Grazie a tutti

Avevo intenzione di scrivere qualcosa sulle pubblicità stasera, tanto per cambiare un po’. Poi ho dirottato sull’ultima puntata dei ricordi estivi perché mi veniva più facile. Poi ho abbandonato anche quella perché ho un mal di testa feroce che mi fa sentire tum tum in mezzo al melone. Si vede che sono i semini che con l’umido schifoso che c’è si gonfiano e mi mandano in tilt il neurone solitario.
Quindi, signore e signori, mi sa che c’è ben poco da spremere per questa sera: non vorrei ripetermi o blaterare a vanvera (sai la novità…) o dire cose scontate alla Alberoni o ancora dare l’impressione che mi sto arrampicando sui vetri giusto per riempire le righe (come se poi ne avessi vantaggi economico, magari !!!!).
Però una cosa prima di riporre dita e tastiera la devo fare. Devo ringraziare, di cuore, chi, con sprezzo del pericolo, pazienza degna di un santone indiano, costanza degna dell’omonimo lago e, spero, affetto degno della migliore macchina berkel di quelle vecchie che facevano zin zin ad ogni fetta di prosiutto che tagliavano con precisione micrometrica, ha continuato e continua a seguire la zuppiera delle polpette al punto che le visualizzazioni hanno superato quota 2000.
Per onestà preciso: non è che duemila persone siano passate di qui.

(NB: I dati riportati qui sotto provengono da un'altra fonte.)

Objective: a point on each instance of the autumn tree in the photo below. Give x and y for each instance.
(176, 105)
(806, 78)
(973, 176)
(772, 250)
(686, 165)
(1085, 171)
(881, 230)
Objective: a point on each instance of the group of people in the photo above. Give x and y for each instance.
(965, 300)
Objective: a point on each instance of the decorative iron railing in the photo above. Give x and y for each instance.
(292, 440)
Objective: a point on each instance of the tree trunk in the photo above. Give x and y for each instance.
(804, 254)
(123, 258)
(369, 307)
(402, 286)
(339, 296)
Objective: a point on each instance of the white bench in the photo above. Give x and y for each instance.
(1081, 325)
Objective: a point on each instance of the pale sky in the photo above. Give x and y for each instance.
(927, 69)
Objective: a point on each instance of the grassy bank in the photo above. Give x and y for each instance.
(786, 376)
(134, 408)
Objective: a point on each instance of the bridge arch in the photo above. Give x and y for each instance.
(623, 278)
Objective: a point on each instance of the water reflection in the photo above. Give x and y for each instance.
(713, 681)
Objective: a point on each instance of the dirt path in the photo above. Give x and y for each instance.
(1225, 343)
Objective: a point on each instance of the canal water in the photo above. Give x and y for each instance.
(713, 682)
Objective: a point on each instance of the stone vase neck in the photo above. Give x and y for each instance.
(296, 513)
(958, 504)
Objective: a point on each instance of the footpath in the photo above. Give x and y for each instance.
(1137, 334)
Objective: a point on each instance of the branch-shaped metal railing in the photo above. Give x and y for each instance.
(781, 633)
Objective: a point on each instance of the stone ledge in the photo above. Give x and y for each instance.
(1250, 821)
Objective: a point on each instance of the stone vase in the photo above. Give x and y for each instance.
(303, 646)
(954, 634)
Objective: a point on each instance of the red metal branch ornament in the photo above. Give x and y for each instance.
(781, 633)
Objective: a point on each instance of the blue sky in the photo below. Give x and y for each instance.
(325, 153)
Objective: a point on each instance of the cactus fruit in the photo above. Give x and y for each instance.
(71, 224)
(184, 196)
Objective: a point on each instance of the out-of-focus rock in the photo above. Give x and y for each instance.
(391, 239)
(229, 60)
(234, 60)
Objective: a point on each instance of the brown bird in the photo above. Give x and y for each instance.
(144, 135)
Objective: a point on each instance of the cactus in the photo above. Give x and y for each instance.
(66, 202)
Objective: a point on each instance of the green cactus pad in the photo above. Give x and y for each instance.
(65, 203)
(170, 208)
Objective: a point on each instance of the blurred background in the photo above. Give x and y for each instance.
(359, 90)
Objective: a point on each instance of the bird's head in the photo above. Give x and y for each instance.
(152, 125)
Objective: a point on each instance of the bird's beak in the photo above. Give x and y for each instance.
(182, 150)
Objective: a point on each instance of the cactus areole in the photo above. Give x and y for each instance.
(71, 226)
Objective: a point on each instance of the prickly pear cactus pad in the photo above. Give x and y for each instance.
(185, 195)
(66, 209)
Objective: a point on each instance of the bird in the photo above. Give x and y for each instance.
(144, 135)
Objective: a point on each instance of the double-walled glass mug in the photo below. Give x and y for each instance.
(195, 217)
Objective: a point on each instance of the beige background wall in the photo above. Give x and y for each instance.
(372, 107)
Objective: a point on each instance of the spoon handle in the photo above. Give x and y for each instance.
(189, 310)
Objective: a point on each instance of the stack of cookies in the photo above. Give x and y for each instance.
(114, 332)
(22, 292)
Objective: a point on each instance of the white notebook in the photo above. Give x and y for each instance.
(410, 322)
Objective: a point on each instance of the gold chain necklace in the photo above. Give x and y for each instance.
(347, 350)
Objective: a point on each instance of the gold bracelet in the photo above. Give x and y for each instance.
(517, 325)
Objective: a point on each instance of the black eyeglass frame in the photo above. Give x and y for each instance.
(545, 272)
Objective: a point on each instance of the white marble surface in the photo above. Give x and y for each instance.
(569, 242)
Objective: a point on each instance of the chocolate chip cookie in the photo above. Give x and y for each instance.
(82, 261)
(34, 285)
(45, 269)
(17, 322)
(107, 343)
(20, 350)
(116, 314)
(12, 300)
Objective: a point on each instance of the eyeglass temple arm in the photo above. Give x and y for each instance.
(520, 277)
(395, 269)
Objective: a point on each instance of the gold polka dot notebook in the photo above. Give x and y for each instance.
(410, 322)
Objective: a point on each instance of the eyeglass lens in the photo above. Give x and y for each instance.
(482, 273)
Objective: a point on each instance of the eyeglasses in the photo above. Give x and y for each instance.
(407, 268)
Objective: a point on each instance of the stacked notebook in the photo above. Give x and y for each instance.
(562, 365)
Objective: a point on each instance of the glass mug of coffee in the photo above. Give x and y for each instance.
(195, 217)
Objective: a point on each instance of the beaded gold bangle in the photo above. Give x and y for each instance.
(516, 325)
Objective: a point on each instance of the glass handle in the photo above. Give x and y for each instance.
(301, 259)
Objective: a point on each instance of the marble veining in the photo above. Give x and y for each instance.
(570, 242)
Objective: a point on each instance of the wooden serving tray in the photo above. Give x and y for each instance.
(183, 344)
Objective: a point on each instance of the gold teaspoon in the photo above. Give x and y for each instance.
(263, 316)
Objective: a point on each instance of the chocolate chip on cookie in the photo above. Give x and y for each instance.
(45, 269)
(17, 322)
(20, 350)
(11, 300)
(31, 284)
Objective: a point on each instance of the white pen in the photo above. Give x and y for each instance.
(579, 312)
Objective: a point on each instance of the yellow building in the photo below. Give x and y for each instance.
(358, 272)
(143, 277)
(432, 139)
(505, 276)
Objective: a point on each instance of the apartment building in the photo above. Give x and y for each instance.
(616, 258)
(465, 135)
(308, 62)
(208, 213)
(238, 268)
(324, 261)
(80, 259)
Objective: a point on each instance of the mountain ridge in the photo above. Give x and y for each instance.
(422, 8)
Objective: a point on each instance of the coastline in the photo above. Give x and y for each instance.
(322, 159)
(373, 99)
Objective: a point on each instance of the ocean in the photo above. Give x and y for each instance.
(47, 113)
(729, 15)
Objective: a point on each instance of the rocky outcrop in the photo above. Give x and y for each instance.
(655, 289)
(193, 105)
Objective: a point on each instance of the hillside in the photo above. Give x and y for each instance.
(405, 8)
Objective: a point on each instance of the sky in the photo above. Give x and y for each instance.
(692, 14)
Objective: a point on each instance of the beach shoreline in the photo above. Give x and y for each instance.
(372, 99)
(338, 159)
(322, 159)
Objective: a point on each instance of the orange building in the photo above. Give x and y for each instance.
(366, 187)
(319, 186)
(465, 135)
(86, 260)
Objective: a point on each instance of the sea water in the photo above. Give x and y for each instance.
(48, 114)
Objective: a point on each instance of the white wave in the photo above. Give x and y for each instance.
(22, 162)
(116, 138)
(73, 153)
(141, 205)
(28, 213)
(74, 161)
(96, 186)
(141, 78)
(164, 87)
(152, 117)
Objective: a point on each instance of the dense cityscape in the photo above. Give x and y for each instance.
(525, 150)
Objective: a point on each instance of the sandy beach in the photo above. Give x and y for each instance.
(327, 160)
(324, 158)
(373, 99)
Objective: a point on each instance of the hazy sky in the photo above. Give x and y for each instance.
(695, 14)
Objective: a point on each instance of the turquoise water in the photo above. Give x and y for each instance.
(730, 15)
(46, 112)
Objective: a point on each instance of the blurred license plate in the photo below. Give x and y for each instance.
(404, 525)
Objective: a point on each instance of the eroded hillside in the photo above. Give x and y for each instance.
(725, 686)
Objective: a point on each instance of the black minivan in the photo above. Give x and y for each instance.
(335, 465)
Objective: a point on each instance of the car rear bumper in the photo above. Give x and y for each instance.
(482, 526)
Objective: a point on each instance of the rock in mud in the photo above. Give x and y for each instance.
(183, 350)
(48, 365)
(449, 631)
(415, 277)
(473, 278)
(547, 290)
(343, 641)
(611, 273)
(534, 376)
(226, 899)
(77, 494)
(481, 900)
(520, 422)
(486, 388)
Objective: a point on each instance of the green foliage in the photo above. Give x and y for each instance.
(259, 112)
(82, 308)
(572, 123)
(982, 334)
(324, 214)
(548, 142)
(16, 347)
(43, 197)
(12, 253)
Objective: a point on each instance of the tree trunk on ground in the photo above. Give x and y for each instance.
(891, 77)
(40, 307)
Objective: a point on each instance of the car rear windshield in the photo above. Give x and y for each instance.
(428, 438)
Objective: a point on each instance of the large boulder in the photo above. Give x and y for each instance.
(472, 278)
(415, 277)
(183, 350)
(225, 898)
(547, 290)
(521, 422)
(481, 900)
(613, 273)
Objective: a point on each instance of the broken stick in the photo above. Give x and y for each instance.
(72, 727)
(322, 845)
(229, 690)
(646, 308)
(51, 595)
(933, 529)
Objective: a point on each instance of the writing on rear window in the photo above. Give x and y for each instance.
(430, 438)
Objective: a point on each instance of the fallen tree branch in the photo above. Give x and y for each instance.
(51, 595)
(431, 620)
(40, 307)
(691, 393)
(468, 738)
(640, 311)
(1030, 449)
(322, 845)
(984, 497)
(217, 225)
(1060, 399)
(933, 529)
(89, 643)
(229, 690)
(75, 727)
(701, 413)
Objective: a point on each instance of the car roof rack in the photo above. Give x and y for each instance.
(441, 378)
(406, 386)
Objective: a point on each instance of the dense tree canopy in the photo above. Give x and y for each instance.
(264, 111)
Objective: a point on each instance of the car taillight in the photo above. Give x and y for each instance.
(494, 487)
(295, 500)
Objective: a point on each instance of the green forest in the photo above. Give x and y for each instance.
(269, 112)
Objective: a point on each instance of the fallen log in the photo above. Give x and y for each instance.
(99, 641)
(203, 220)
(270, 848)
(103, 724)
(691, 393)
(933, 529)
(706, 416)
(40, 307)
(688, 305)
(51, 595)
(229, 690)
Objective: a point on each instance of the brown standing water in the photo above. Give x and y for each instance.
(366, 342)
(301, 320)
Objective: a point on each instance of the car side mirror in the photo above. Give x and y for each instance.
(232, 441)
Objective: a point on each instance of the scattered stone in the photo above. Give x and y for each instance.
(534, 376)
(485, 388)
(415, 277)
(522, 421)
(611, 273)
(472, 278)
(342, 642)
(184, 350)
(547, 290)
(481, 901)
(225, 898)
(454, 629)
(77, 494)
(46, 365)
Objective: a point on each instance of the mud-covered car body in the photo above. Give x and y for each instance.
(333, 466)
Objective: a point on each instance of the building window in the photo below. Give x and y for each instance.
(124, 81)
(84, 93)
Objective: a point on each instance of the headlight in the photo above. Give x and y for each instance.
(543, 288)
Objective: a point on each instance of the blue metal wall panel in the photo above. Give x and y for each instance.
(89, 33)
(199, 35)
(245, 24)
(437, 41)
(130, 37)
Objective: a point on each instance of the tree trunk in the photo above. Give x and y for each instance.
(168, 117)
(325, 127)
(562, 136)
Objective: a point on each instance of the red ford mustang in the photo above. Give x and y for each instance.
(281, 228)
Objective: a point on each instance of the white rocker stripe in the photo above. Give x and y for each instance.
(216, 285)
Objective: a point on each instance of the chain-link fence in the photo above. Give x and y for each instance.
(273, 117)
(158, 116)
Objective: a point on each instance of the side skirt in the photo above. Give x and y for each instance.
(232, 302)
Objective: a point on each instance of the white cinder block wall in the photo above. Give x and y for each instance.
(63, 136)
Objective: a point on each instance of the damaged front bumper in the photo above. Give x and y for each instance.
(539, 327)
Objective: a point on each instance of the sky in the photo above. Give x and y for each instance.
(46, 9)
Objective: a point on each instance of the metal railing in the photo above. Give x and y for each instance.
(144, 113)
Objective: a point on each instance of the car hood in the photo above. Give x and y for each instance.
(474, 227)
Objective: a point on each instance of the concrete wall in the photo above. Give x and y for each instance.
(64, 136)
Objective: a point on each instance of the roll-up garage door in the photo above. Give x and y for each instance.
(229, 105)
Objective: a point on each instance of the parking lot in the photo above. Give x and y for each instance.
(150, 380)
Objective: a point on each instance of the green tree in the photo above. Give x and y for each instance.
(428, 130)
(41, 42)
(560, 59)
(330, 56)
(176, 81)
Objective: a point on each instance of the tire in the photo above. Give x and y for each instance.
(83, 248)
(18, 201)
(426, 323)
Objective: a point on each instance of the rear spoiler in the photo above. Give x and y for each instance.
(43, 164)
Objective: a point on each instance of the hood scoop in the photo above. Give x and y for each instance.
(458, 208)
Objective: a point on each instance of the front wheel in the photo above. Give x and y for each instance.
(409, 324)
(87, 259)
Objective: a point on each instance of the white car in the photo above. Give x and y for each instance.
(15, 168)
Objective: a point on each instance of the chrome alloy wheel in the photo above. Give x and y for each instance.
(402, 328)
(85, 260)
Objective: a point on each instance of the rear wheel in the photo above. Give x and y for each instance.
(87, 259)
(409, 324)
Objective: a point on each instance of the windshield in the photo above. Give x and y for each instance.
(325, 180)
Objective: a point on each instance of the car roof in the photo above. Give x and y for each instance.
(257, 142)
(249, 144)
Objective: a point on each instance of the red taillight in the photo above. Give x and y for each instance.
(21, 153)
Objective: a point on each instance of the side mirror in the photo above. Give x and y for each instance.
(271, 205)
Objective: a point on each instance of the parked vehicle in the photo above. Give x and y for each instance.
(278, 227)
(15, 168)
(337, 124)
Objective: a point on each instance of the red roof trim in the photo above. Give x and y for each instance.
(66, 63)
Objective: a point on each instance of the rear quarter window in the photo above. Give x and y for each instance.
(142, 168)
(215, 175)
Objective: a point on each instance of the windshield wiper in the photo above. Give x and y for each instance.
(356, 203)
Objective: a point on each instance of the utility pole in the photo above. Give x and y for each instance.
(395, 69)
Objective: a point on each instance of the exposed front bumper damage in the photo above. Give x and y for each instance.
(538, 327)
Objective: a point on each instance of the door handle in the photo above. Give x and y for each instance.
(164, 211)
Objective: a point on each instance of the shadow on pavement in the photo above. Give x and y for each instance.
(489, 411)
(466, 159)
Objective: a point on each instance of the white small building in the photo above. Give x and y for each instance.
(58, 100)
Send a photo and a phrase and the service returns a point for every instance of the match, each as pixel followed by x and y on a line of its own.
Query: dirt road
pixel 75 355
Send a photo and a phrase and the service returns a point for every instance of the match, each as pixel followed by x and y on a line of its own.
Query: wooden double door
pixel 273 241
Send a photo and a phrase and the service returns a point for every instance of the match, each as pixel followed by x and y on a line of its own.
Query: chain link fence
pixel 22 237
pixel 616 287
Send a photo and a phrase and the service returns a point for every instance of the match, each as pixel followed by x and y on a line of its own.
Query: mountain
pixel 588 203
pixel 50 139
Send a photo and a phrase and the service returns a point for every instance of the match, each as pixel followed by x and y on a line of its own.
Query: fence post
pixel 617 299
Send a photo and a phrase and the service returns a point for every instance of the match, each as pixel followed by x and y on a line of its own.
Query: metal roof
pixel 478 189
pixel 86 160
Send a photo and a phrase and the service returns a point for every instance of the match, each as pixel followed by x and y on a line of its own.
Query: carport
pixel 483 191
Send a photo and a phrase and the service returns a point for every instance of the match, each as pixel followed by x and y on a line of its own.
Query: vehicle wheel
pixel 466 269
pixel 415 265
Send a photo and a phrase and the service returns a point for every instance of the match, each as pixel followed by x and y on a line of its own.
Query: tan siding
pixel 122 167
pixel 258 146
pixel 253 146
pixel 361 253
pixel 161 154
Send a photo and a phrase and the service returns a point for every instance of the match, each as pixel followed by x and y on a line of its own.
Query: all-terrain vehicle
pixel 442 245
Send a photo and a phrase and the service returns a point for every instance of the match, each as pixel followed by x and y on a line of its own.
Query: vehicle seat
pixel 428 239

Non c’è una pandemia di demenza collettiva. Ma le due o tre che con tanta applicazione vengono a trovarmi, dai oggi e dai domani sono riuscite a sfondare il tetto delle 2000 visualizzazioni (tale è anche la sola lettura di una mia scemenza a caso).
Beh… che devo dirvi, seriamente? Grazie. A me dà una soddisfazione immensa. A voi, spero porti qualche volta un po’ di allegria, altre un filo di commozione, altre ancora lo spunto per pensare a qualcosa che magari era passato via senza lasciare un’impronta.
Ho ripensato mille volte in pochi giorni a quello che la mia cuginona E. mi ha riferito essere una delle frasi preferite di Ernesto (a conferma che era una persona davvero speciale): non è importante seguire le orme di qualcuno, quanto lasciare un’impronta di sé, un’orma che qualcuno possa riconoscere, ricordare, magari seguire.
Grazie a tutti. Per ora, col buio che si fa buio sempre più presto, maledetto lui, è tutto. Per di più mi sa che non c’è in casa nemmeno una pastiglia di Moment. Se è così, mi sa che passerò dei brutti Moment. Ma poi passano anche quelli. Hasta la vista.
Ionnighitar

P.S. Prima che qualche malalingua faccia illazioni sulla questione delle 2000 visualizzazioni, terrei a farvi notare che quando entro io nel blog ci entro in modo che non venga conteggiato. Tanto vi dovevo. Sennò qualche buontempone poteva pensare che mi facessi una ventina di visualizzazioni al giorno giusto per alzare lo spread, l’auditel, l’asticella, l’indice e chissà quale altra stranezza. Stop.